Jay C. Batzner is currently an Assistant Professor at the University of Central Florida where he teaches theory, composition, and technology courses as well as coordinates the composition program. He holds degrees in composition and/or theory from the University of Missouri – Kansas City, the University of Louisville, and the University of Kansas.
Jay's music is primarily focused around instrumental chamber works as well as electroacoustic composition. His music has been recorded on the Capstone, Vox Novus, and Beauport Classical labels and is published by Unsafe Bull Music.
Jay is a sci-fi geek, an amateur banjoist, a home brewer, and juggler.
R. Murray Schafer string quartets
I've been on a string quartet kick lately. Partly, I think it is because my subconscious is gearing up to write another one. I can almost hear it, almost being the key word. It would be a pure vanity project since there is no quartet anxiously awaiting a third string quartet from yours truly. Hell, there aren't that many interested in my second quartet. The first quartet, if you must know, was rolled up in a carpet and thrown off a bridge. We are all happier for that.
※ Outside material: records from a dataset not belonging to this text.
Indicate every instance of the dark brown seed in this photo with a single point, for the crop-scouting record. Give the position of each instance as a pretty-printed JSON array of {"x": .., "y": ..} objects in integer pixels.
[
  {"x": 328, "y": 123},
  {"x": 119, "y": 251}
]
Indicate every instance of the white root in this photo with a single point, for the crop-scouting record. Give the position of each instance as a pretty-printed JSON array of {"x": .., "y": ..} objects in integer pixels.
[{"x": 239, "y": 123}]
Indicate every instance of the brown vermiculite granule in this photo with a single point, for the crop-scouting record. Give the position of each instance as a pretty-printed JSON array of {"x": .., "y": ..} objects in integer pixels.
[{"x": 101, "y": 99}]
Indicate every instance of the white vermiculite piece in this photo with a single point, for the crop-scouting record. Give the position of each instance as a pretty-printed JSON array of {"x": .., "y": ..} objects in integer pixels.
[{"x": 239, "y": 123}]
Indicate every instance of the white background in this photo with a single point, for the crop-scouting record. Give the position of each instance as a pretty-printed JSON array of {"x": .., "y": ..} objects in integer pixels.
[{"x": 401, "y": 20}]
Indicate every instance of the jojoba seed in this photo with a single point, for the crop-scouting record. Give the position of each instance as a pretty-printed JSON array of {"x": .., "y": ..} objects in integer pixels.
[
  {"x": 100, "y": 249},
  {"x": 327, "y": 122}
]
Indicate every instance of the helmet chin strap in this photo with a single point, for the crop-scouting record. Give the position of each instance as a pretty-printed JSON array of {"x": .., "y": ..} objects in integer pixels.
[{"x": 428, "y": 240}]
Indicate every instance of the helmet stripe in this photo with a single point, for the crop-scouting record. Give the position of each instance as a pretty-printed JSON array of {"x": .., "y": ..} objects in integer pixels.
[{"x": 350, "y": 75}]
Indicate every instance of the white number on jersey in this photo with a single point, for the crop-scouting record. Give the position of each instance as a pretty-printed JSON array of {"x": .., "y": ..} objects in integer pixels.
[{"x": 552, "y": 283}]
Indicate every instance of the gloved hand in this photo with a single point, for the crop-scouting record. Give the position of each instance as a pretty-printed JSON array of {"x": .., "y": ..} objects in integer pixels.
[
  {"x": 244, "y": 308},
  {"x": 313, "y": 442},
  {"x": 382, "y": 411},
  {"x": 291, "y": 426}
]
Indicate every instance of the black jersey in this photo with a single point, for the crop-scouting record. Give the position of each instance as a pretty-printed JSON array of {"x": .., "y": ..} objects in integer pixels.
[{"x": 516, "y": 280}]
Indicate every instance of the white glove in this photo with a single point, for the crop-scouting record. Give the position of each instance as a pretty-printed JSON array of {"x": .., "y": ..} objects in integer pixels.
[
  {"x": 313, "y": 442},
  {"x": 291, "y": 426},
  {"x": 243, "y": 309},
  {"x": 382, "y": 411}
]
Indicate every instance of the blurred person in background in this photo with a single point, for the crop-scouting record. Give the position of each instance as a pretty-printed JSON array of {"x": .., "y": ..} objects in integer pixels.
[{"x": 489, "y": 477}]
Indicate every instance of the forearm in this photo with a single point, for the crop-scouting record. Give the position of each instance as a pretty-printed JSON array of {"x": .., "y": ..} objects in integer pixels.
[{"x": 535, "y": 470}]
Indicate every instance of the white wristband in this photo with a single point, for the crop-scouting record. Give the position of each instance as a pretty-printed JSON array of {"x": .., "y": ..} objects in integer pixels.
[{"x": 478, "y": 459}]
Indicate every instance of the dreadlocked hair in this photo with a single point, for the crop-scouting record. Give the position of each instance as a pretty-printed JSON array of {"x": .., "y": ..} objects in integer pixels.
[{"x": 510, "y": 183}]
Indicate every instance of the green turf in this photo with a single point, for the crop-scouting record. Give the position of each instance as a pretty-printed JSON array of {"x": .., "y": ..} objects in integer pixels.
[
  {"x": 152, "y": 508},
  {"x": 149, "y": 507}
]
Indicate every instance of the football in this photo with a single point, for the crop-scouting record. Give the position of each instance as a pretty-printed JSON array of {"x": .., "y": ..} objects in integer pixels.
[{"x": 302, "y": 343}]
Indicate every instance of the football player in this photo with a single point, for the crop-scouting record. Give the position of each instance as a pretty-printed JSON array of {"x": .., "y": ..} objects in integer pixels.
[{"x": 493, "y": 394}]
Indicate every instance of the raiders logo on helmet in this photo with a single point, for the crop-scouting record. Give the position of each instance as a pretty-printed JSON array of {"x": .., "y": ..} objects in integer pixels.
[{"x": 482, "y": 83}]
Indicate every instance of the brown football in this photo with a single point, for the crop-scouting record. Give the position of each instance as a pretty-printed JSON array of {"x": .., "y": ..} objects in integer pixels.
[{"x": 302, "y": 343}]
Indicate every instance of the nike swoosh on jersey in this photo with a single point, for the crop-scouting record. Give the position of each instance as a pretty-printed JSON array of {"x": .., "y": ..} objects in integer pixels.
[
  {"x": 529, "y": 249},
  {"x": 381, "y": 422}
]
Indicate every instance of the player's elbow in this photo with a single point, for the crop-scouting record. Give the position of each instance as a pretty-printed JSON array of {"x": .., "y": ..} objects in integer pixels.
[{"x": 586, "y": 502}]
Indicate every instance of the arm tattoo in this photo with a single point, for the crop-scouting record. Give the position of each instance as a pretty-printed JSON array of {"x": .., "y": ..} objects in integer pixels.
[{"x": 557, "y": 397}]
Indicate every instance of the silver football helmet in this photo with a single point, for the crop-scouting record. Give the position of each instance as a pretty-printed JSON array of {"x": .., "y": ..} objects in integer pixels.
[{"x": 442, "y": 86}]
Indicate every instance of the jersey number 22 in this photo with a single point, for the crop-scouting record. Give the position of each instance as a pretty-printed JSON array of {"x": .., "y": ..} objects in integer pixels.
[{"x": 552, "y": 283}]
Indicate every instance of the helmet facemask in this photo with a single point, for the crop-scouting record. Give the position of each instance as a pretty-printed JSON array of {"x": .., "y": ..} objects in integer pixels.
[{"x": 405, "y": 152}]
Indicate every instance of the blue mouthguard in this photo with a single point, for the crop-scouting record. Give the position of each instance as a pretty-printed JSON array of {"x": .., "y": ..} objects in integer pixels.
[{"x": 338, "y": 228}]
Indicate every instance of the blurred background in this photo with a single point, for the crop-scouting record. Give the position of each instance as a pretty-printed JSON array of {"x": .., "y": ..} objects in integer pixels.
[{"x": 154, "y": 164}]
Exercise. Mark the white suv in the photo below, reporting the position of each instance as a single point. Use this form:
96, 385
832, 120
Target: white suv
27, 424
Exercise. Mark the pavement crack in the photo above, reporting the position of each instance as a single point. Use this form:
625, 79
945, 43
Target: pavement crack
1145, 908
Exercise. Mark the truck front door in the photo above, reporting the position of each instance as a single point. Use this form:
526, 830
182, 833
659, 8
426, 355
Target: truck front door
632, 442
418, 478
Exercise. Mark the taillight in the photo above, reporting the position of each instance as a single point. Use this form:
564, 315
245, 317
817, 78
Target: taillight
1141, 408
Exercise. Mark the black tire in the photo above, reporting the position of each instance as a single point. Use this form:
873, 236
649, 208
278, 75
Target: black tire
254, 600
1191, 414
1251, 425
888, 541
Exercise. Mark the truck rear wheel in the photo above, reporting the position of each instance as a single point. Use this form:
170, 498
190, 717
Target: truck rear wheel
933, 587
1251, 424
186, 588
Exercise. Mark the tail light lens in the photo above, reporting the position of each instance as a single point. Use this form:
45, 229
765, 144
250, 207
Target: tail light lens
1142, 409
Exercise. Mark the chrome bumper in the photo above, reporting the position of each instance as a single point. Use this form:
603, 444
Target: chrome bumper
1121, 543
So, among the many sets and scores that I've been spinning, I finally got R. Murray Schafer's complete quartets. Schafer was a guest composer my first semester at the University of Kansas, back in 1994. I had no idea who he was and I think that was a good thing. His music and attitude towards music were completely new to me and I was really intrigued. He played his third quartet for us and I still remember it, even though this morning was the first time I'd heard it in 14 years.
Some of his theatrical and musical ideas in that work have gestated and emerged in my own writing. For example, his quartet ends with the first violinist repeating a simple figure as the performer walks off stage. There is a point where you don't know if you are still hearing the figure or if your brain is just inserting it. For any of you familiar with my solo trumpet piece, you'll see where I got the idea.
The big question is: why doesn't Schafer get the love in the US? He has some choral pieces that get done but those quartets, all 8 are total masterworks, are largely ignored around here. Carter's quartets get a fair amount of play and, while I'm a fan, they don't have the expressive emotive power of Schafer's works. There is a lot of music in Schafer's quartets, plenty for the performers as well as the audience. The sheer craft and musicality in those scores is totally off the charts. Quartets should be crawling all over themselves to play and record them. The scores should be easy to find. Yet, he remains a silent giant here in the States.
Don't even get me started on his flute concerto. Most people don't think they'll be blown away by a flute concerto. Those who know Schafer's concerto know the truth, though. That piece is awesome!
Maybe I'm wrong and just don't hang out with the right people. Is there love for RMS around here and I'm just being kept from it?